Anabela Magalhães disse...

A língua é traiçoeira é!

Maria do Carmo Cruz disse...

A língua é traiçoeira? Que infâmia! Nada disso - ela sofre é agressões sem fim e nós temos a mania dos eufemismos. Chamar tomates a qualquer outra coisa que não seja os frutos do tomateiro é que é problemático. E essa tua conversa, Raul,de terem pensado logo noutras coisas por causa da mangueira tem a ver com um aforismo alentejano (aceitável naquela idade e naquele local): "Em que pensa o porquinho? Na bolota!" Olha, voltando ao tomate, quando eu no sábado já estava de partida da aldeia, passei por um vizinho, mais velho que eu, o sr. José Felício, que me mandou parar e disse:" Espere um bocado que eu vou a casa. Tenho lá uns tomates para si que são uma beleza!". Sorri, também pensei como o porquinho, salvo seja, e realmente os tomates são um espanto. Tenho-os ali no frigorífico como prova do delito...
Não assino.
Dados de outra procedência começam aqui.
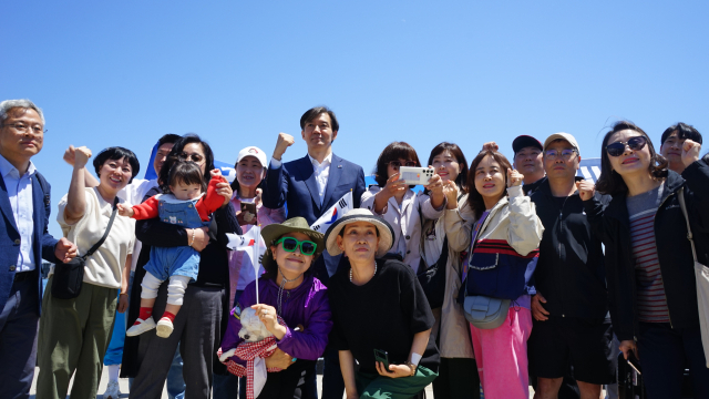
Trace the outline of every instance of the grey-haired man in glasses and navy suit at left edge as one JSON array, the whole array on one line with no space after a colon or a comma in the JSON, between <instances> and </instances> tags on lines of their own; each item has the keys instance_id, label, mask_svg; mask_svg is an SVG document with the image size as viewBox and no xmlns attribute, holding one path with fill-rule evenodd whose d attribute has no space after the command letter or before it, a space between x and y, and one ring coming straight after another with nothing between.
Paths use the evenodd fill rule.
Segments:
<instances>
[{"instance_id":1,"label":"grey-haired man in glasses and navy suit at left edge","mask_svg":"<svg viewBox=\"0 0 709 399\"><path fill-rule=\"evenodd\" d=\"M30 158L44 116L29 100L0 102L0 393L29 398L42 306L42 258L69 262L76 246L48 232L50 186Z\"/></svg>"}]
</instances>

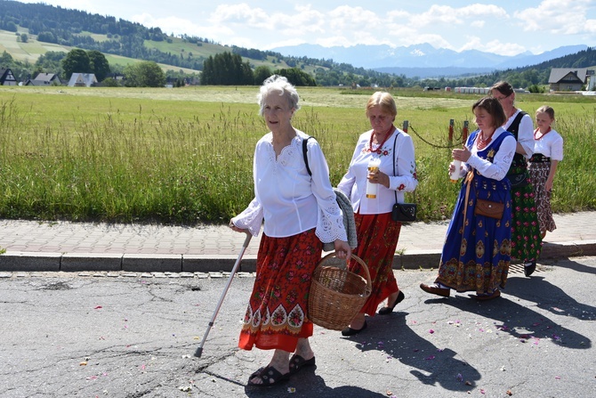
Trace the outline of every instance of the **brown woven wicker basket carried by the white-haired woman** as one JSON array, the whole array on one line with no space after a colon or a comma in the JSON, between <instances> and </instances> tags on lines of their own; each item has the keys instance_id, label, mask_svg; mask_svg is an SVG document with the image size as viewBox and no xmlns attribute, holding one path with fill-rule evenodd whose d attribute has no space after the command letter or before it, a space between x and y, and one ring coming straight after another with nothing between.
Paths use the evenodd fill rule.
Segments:
<instances>
[{"instance_id":1,"label":"brown woven wicker basket carried by the white-haired woman","mask_svg":"<svg viewBox=\"0 0 596 398\"><path fill-rule=\"evenodd\" d=\"M358 256L351 255L362 266L366 279L347 270L345 260L336 259L335 253L323 257L312 275L309 294L308 318L325 329L342 330L360 311L373 287L368 267ZM328 265L343 264L346 269Z\"/></svg>"}]
</instances>

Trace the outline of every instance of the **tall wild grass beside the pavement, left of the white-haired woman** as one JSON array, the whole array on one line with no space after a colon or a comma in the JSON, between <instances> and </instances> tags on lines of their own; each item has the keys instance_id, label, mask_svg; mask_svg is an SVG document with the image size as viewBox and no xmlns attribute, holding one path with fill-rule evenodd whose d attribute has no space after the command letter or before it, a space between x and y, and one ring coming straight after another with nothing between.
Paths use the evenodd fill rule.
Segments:
<instances>
[{"instance_id":1,"label":"tall wild grass beside the pavement, left of the white-haired woman","mask_svg":"<svg viewBox=\"0 0 596 398\"><path fill-rule=\"evenodd\" d=\"M4 102L0 123L4 217L218 222L252 199L262 120L230 108L205 123L107 115L67 132L28 126Z\"/></svg>"}]
</instances>

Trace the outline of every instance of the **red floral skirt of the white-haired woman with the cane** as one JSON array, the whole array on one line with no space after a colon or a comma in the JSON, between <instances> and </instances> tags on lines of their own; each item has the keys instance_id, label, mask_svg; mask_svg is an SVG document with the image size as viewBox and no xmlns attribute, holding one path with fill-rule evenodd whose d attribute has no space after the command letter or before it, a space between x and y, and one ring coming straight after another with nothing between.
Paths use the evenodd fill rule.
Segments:
<instances>
[{"instance_id":1,"label":"red floral skirt of the white-haired woman with the cane","mask_svg":"<svg viewBox=\"0 0 596 398\"><path fill-rule=\"evenodd\" d=\"M298 338L312 336L307 318L310 280L322 249L314 229L287 238L262 235L238 347L293 353Z\"/></svg>"}]
</instances>

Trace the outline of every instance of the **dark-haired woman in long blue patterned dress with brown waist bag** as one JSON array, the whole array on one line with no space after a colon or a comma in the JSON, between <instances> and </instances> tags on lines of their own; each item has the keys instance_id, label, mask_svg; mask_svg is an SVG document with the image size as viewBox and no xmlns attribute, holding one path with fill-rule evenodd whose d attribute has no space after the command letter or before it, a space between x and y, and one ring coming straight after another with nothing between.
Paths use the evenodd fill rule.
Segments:
<instances>
[{"instance_id":1,"label":"dark-haired woman in long blue patterned dress with brown waist bag","mask_svg":"<svg viewBox=\"0 0 596 398\"><path fill-rule=\"evenodd\" d=\"M421 284L427 293L449 296L451 290L473 291L479 300L501 296L511 263L511 185L505 177L515 153L515 138L503 129L503 107L485 97L472 105L479 129L463 149L453 150L463 163L465 175L447 228L439 264L432 284ZM449 171L454 171L454 164ZM503 204L503 214L493 218L477 214L479 200Z\"/></svg>"}]
</instances>

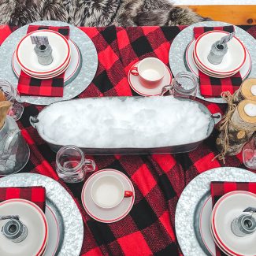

Acho que me excedi com o entusiasmo do reencontro...

CLAP!CLAP!CLAP! disse...

Abozinha: Aqui toooodos se têm portado bem,exceptoo eu que continuo a abusar do meu fígado-fígado, mesmo!

Maria do Carmo Cruz disse...

E com quê é que tu abusas do fígado, pode-se saber? E por que repetiste "fígado-fígado"? Escuso de ficar preocupada? Avó

CLAP!CLAP!CLAP! disse...

Fígado-fígado para não se confundir com as bodinhas do fígaro!